Sue Gray—establishment choice   

Labour leader Keir Starmer has defended his decision to appoint senior civil servant Sue Gray as his next chief of staff. It’s another move toward enmeshing the top level of the party’s staff with a layer of Westminster’s key players. The Tories are complaining that Gray’s new Labour job would casts doubt onto the impartiality of the inquiry she led into lockdown parties at Number 10.

But the real outrage should be centred around Starmer. He is looking to civil servants from inside the cabinet office to lead his organisation. “I want to ensure that we’re in a position to deliver for the whole of the UK and that’s why I’m so pleased that people of real quality, [who are] really respected, want to join the Labour team,” he said.

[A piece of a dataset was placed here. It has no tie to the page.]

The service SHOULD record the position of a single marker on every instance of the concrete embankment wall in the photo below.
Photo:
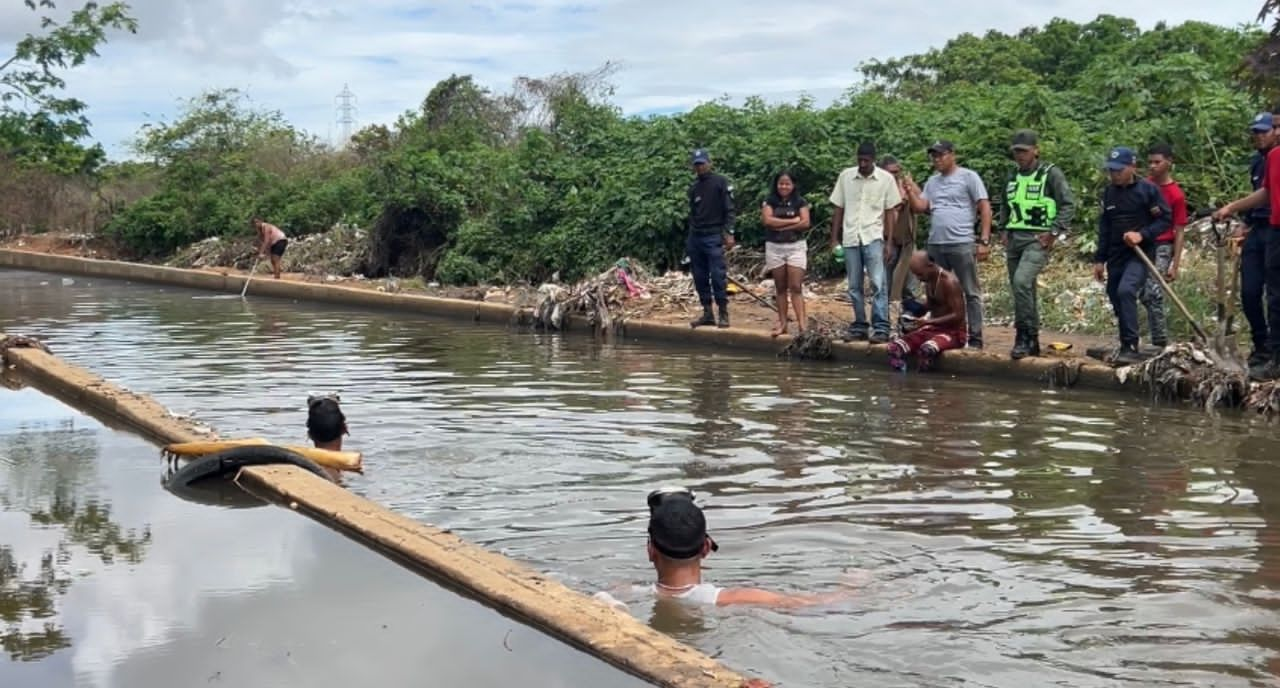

Starmer’s choice of Gray underlines his desire to present labour as the bosses’ choice for a government and to reassure the secret state. Gray took a “career break” in the 1980s to run a pub in Northern Ireland. She was landlady at a bar outside Newry, where the army was hunting the IRA.

Bullying probe closes

Deputy prime minister Dominic Raab was sitting in the hot seat this week as an inquiry into allegations of bullying begins to draw to a close. The inquiry is looking at eight formal complaints encompassing at least 24 complainants from Raab’s tenure in three government departments. Details of the inquiry are yet to be made public but one person who worked with Raab spoke to the BBC.

“He would frequently humiliate members of his private office and/or others that are working with him,” they said. “At a flick of a switch he could turn incredibly angry and pretty offensive in the way in which he talked to people.” One former parliamentary staffer said they saw Raab literally rip up people’s work and cry as a result of interacting with their boss.

The inquiry is being led by senior lawyer Adam Tolley KC who will report his findings to prime minister Rishi Sunak. Then the Tories really are marking their own homework, as it is Sunak’s job to work out whether close ally Raab is responsible for breaking the ministerial code.

Raab has said he’d resign if he’s found responsible, but said he was “confident I behaved professionally throughout”. Yet rumours about his bullying behaviour have followed Raab throughout several government departments. It’s also reported that civil servants who allegedly planned to file complaints backed off after finding out Raab would know who they were.